Bastina se asustó mucho, y el crío se echó a llorar ante el tono de Paola

—Está bien, vale. No se ponga así o asustará al crío. ¿Es que no tiene corazón?

Paola estaba cansada y muy irritable. Lamentaba hablarle así al hombre en su propia casa, pero no encontraba más que obstáculos en aquella investigación.

—Lo siento, señor Bastina. Por favor, ayúdenos. Es un asunto de vida o muerte, créame.

El mensajero relajó el tono. Con la mano libre se rascó la barba incipiente y meció al niño con cuidado para que dejara de llorar. El bebé poco a poco se relajó, y el padre también.

—Le di los sobres a la encargada de la sala de Prensa, ¿de acuerdo? Las puertas de la sala ya se habían cerrado y para entregarlos en mano hubiera tenido que esperar una hora. Y las entregas especiales hay que efectuarlas en la hora siguiente a la recogida, o no se cobran. Tengo problemas en el trabajo últimamente, ¿saben ustedes? Si alguien se entera de que he hecho esto, podría perder el trabajo.

—Por nosotros nadie lo sabrá, señor Bastina. Créame.

Bastina la miró y asintió.

—La creo, ispettora .

—¿Sabe el nombre de la encargada?

—No, no lo se. Tenía una tarjeta con el escudo del Vaticano y una banda azul en la parte superior. Ahí ponía Prensa.

Fowler se alejó unos metros por el pasillo junto con Paola y volvió a susurrarle al oído, de aquella manera tan particular que a ella le encantaba. Procuró concentrarse en sus palabras, y no en las sensaciones que le producía su proximidad. No fue fácil.

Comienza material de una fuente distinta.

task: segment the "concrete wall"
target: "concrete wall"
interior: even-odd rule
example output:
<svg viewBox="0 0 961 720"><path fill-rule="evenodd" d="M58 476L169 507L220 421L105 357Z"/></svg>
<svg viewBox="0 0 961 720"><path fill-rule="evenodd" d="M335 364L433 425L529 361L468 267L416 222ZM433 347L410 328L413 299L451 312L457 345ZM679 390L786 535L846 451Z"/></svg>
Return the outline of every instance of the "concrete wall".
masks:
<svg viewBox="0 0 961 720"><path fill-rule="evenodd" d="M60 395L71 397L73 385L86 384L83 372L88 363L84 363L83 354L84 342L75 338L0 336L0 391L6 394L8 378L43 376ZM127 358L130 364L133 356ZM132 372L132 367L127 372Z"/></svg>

— Dottora , esa tarjeta que describe éste hombre no es de personal del Vaticano. Es una acreditación de Prensa. Los discos no llegaron nunca a sus destinatarios. ¿Sabe por qué?

Paola intentó pensar como un periodista durante un segundo. Imaginarse que recibía un sobre mientras estaba en una sala de Prensa, rodeado de todos los medios rivales.

—No llegaron a sus destinatarios, porque si los hubieran recibido su contenido estaría en todas las televisiones del mundo ahora mismo. Si todos los sobres hubieran llegado a la vez, no se habrían marchado a casa a comprobar la información. Probablemente habrían acorralado al portavoz del Vaticano allí mismo.

—Exacto. Karoski ha intentado emitir su propia nota de Prensa, pero le ha salido el tiro por la culata, gracias a las prisas de éste buen hombre y a la más que presumible falta de honradez de la persona que recogió los sobres. O mucho me equivoco, o abrió uno de los sobres y se los llevó todos. ¿Para qué compartir esa buena suerte que le había caído del cielo?

—Ahora mismo, en algún lugar de Roma, esa mujer está redactando la noticia del siglo.

—Y es muy importante que sepamos quién es ella. Lo antes posible.

Paola comprendió lo que significaba la urgencia en las palabras del sacerdote. Ambos volvieron junto a Bastina.

—Por favor, señor Bastina, descríbanos usted a la persona que recogió el sobre.

—Bueno, era muy guapa. Pelo castaño claro que le llegaba a los hombros, unos veinticinco años o así... ojos azules, chaqueta de color claro y pantalones beige.

—Vaya, si que tiene usted buena memoria.

—¿Para las niñas bonitas? —sonrió entre picarón y ofendido, como si cuestionaran su valía—. Soy de Marsella, ispettora . En fin, menos mal que mi mujer está en la cama, porque si me oyera hablar así... Le queda menos de un mes para que nazca el niño y el médico le ha mandado reposo absoluto.